Infectious Disease (viruses)
RSV. Trellis’ first application of its CellSpot™ technology focused on Respiratory Syncytial Virus (RSV). The antigen of interest was a highly conserved epitope on the virus G protein implicated in sabotage of the host immune response. This epitope proved to be very poorly immunogenic. Over 20 million B cells were screened, from 30 human donors all of whom had recovered from recent RSV infection. A suite of ~10 antibodies with exquisite specificity for the conserved epitope was cloned, with affinities ranging from 1 to 500 pM (i.e., much better than a typical hybridoma or phage display result). In preclinical animal studies, these antibodies showed superior activity as a post-infection therapeutic compared to the currently marketed mAb for RSV (Syngagis™) which is only approved for pre-infection prophylactic use. This project was partnered at the end of 2009 with the leader in the RSV mAb field, MedImmune (a division of Astra Zeneca).

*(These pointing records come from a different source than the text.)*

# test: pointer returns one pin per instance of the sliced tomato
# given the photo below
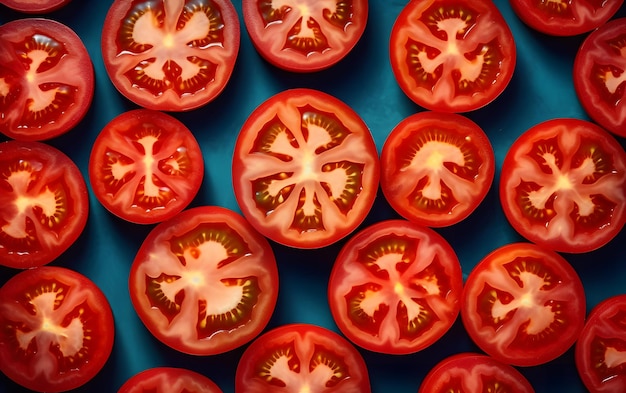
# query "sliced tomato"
(523, 304)
(563, 185)
(436, 168)
(305, 169)
(474, 373)
(56, 329)
(452, 55)
(170, 55)
(600, 75)
(43, 203)
(298, 358)
(305, 35)
(46, 79)
(395, 287)
(145, 166)
(204, 282)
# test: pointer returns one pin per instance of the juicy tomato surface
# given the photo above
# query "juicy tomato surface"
(452, 56)
(57, 329)
(436, 168)
(474, 373)
(601, 347)
(305, 35)
(598, 74)
(395, 287)
(145, 166)
(204, 282)
(296, 358)
(523, 304)
(169, 380)
(170, 55)
(46, 79)
(43, 203)
(563, 185)
(305, 169)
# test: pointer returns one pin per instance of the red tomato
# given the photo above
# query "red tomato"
(57, 329)
(436, 168)
(599, 69)
(170, 55)
(44, 203)
(474, 373)
(563, 185)
(452, 55)
(523, 304)
(169, 380)
(305, 35)
(305, 169)
(145, 166)
(204, 282)
(300, 358)
(601, 347)
(395, 287)
(46, 79)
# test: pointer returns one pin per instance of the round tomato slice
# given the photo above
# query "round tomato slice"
(169, 380)
(145, 166)
(474, 373)
(204, 282)
(523, 304)
(563, 185)
(305, 35)
(43, 203)
(452, 56)
(436, 168)
(56, 329)
(599, 71)
(305, 169)
(298, 358)
(170, 55)
(46, 79)
(395, 287)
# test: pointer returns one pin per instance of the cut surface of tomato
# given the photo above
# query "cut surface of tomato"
(305, 169)
(145, 166)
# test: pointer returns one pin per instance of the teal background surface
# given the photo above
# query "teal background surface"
(541, 89)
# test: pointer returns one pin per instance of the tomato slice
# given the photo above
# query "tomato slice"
(563, 185)
(601, 347)
(57, 329)
(298, 358)
(474, 373)
(145, 166)
(305, 35)
(204, 282)
(395, 287)
(523, 304)
(43, 203)
(170, 55)
(599, 75)
(452, 55)
(305, 169)
(436, 168)
(46, 79)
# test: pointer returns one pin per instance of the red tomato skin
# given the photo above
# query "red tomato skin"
(68, 73)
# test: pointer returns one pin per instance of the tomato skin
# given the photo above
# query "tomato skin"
(145, 166)
(42, 98)
(305, 169)
(395, 287)
(286, 358)
(204, 260)
(523, 304)
(563, 185)
(29, 316)
(44, 203)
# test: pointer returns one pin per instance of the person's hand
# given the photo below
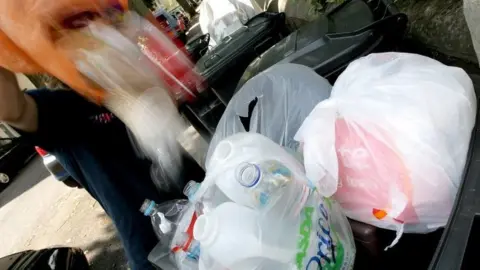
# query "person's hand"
(16, 108)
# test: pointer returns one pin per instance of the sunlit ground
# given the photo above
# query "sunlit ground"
(38, 212)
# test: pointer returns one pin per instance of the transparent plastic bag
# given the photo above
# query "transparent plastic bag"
(115, 58)
(221, 18)
(285, 94)
(299, 231)
(391, 143)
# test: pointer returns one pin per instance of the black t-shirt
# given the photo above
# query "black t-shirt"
(94, 147)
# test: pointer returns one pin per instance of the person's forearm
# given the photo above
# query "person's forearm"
(16, 108)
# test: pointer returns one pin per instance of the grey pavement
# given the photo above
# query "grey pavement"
(38, 212)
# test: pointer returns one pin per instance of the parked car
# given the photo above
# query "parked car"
(15, 153)
(56, 169)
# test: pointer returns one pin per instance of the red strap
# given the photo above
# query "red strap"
(189, 231)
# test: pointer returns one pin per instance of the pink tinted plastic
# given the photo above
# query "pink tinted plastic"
(368, 168)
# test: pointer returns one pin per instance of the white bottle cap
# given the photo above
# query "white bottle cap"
(205, 229)
(165, 225)
(248, 174)
(223, 151)
(190, 189)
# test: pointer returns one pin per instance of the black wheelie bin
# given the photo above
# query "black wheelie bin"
(222, 66)
(328, 44)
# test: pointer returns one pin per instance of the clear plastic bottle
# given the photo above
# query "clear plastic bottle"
(265, 181)
(268, 181)
(190, 247)
(210, 198)
(164, 227)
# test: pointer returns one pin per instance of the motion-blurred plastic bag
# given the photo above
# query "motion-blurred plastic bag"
(274, 103)
(391, 142)
(262, 213)
(120, 59)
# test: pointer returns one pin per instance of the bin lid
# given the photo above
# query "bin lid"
(308, 45)
(214, 62)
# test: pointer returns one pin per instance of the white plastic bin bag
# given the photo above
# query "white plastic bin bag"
(391, 142)
(285, 93)
(221, 18)
(276, 221)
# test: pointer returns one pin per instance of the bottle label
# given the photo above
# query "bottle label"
(320, 245)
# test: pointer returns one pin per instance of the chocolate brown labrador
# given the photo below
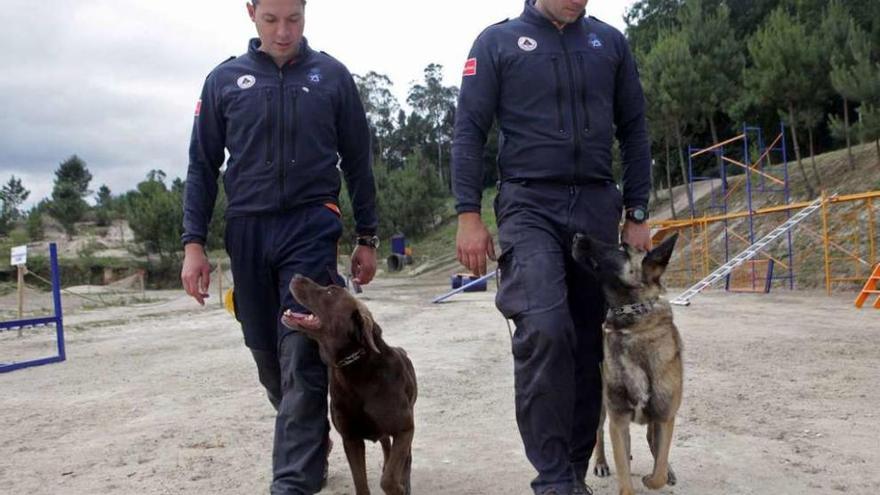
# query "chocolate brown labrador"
(372, 385)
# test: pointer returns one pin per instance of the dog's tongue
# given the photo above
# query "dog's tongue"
(297, 321)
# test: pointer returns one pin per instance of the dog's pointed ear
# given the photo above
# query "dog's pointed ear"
(363, 319)
(657, 259)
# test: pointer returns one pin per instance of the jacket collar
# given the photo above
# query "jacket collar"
(254, 51)
(532, 15)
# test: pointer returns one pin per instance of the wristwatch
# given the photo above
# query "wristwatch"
(368, 240)
(637, 214)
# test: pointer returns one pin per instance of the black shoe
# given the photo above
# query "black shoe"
(327, 463)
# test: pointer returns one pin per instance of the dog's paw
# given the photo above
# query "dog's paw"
(655, 483)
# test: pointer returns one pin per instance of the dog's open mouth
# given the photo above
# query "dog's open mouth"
(299, 321)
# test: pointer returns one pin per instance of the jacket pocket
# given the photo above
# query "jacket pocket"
(511, 298)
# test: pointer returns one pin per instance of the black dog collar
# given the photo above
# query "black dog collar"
(351, 358)
(626, 315)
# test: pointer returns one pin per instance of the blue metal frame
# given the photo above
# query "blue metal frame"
(751, 189)
(463, 287)
(61, 355)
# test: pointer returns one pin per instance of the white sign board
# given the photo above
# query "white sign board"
(19, 256)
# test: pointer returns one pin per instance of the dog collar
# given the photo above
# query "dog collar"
(351, 358)
(630, 311)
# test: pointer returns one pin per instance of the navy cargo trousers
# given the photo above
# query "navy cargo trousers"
(558, 309)
(266, 252)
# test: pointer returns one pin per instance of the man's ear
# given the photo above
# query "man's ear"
(363, 320)
(657, 259)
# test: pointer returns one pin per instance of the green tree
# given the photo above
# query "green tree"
(34, 222)
(71, 186)
(784, 62)
(716, 56)
(155, 214)
(669, 78)
(860, 82)
(839, 29)
(380, 106)
(434, 103)
(13, 196)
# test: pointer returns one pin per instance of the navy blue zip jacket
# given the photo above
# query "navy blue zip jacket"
(285, 129)
(560, 98)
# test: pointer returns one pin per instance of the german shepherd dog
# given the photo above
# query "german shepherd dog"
(642, 370)
(372, 385)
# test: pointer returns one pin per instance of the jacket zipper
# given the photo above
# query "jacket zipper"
(269, 127)
(575, 135)
(559, 123)
(281, 173)
(584, 94)
(295, 130)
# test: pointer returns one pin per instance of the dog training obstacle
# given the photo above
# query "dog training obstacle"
(56, 319)
(685, 297)
(465, 287)
(757, 179)
(872, 288)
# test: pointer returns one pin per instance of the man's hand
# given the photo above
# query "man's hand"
(474, 243)
(637, 235)
(196, 272)
(363, 264)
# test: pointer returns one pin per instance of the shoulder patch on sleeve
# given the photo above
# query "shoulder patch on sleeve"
(470, 67)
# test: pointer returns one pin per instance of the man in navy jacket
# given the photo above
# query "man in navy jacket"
(562, 87)
(287, 116)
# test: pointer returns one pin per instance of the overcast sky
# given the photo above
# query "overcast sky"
(116, 81)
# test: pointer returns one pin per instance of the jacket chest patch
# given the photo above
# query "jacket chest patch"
(527, 44)
(246, 81)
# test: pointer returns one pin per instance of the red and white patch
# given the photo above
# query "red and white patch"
(470, 67)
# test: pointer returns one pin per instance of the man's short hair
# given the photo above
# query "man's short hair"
(255, 2)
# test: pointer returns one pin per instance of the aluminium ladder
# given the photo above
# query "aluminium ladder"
(685, 297)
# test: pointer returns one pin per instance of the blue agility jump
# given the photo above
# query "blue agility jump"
(464, 287)
(39, 322)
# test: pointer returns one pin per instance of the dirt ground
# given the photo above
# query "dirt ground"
(161, 397)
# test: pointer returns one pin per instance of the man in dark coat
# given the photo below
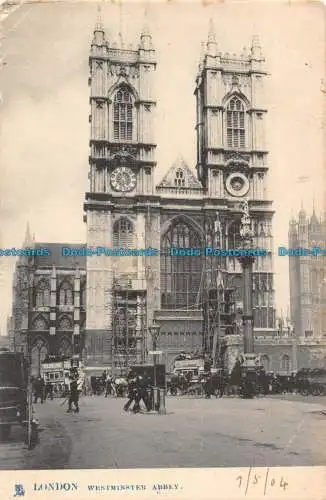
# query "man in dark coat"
(132, 391)
(74, 393)
(39, 389)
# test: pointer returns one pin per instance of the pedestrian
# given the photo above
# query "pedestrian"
(74, 393)
(48, 391)
(141, 394)
(39, 389)
(132, 392)
(109, 389)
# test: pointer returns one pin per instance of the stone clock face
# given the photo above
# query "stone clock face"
(123, 179)
(237, 184)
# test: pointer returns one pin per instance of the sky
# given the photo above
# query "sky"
(45, 107)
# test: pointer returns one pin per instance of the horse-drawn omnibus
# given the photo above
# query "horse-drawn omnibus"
(16, 396)
(55, 371)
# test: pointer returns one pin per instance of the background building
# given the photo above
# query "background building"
(308, 277)
(48, 314)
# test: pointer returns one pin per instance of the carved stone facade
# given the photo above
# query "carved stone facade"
(307, 277)
(49, 299)
(124, 208)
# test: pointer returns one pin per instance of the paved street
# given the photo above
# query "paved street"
(274, 431)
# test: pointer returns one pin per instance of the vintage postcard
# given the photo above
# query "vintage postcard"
(162, 250)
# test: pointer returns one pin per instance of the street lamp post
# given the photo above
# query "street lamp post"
(246, 262)
(154, 331)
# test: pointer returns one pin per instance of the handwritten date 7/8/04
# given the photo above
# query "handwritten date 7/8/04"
(267, 480)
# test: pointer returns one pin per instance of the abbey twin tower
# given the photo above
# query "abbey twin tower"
(104, 307)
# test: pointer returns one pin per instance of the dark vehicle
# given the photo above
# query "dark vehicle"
(311, 381)
(16, 396)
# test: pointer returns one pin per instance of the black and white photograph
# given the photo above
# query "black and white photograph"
(163, 250)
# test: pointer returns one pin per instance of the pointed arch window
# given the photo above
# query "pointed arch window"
(123, 233)
(235, 124)
(42, 294)
(266, 362)
(65, 294)
(39, 323)
(179, 180)
(123, 114)
(39, 352)
(181, 276)
(65, 323)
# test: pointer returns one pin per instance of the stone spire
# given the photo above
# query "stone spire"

Influenza. Trellis has extended its RSV collaboration with Ralph Tripp at University of Georgia to include other respiratory viruses, notably including influenza. The same discovery strategy used for RSV has yielded very high affinity human antibodies with broad spectrum activity against clinically important strains of influenza. In preliminary animal experiments, the lead candidate has shown superior activity as a post-infection antiviral agent when compared to the best previously described antibody with comparable breadth of activity against clinical strains.
CMV. Infection by cytomegalovirus (CMV) in pregnant women who have not previously been exposed to this virus is the leading non-genetic cause of birth defects (primarily hearing loss). Accordingly, development of a vaccine against CMV has been a high priority for several decades, with the best vaccine to date only providing ~50% protection. This result is particularly frustrating since serum from immune donors has proven to be nearly 100% effective. The key to success in this area appears to be a requirement for very high affinity antibodies, which vaccines have been unable to induce in a consistent manner. Trellis has isolated several high affinity human monoclonal antibodies and is evaluating them in model systems.